FTC offers mobile app privacy advice
Sept. 12, 2012 -- One of Washington’s hot issues at the moment involves what kind of privacy requirements should be imposed on developers of mobile apps (a recent study by the Pew Internet Project found that half of the 43 percent of cell phone users who download apps take preventative measures to keep their information from being shared with app developers). The Commerce Department is leading a “multi-stakeholder process” designed to develop enforceable rules in this area.
But despite the uncertainty as to how those rules will develop, the Federal Trade Commission has stepped in with its own guidance.
The FTC’s posting, “Marketing Your Mobile App: Get it right from the start,” attempts to provide guidance for businesses using mobile apps. Its truth-in-advertising sections are standard, but its privacy recommendations arguably go beyond existing law.
The FTC posting initially advises businesses to build privacy considerations into their practices from the start. That’s the FTC’s new “privacy by design” mantra. Among other things it calls for retaining only information that is necessary, and for making default privacy settings “consistent with what people would expect based on the kind of app you’re selling.” While the tagline “privacy by design” is new, these principles are consistent with existing privacy laws.
Next, the FTC urges transparency about privacy practices, particularly with respect to data sharing: “For example, if you share information with another company, tell your users and give them information about that company’s data practices.”
The agency’s third key guideline, about making privacy choices easy to find and use, relates to the FTC’s concern that many privacy policies are so long and legalistic that consumers will never read or understand them. Long legal disclosures are a particular problem for mobile apps, where some disclosures involve scores of screens of text. But the FTC’s advice consists mostly of just giving the legal requirements (“clear and conspicuous,” “easy to find,” “simple to use”) while leaving app developers the difficult job of applying those principles.

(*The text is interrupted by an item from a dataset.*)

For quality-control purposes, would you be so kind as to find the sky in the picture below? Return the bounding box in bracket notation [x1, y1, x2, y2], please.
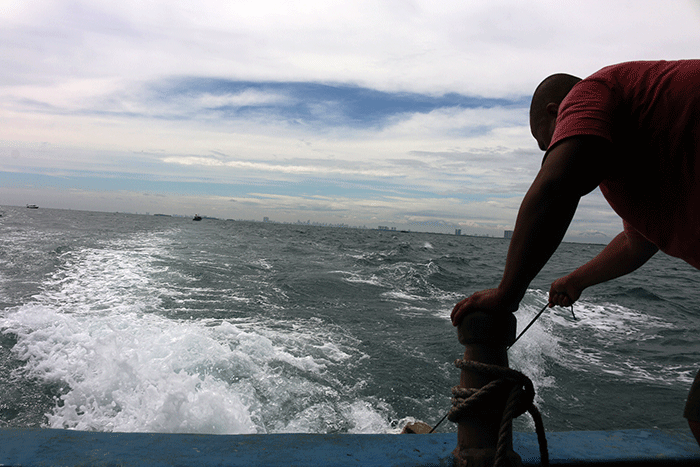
[0, 0, 700, 243]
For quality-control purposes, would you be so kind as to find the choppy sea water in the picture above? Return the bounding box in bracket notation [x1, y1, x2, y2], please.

The agency goes on to emphasize the number-one principle of privacy law (“Honor your privacy promises”), and to point out the special rules for any intentional collection of information from children. It also points out the need to keep data secure.
Significantly, the posting asserts that app developers need express consent before collecting “sensitive information,” which it defines to include “medical, financial or precise geolocation information.” At least with respect to geolocation information, this arguably goes beyond existing law. For example, where collection and use of geolocation data is essential to the app, many developers presume consent from the consumer’s installation and use of the app. And the issue of whether geolocation information should be deemed “sensitive,” and thereby subject to special rules, is one of the key issues in the current mobile app privacy debate.
The FTC’s guidance may be vague -- and it may have stretched the law a bit -– but if you are involved with mobile apps, it is worth consulting and considering.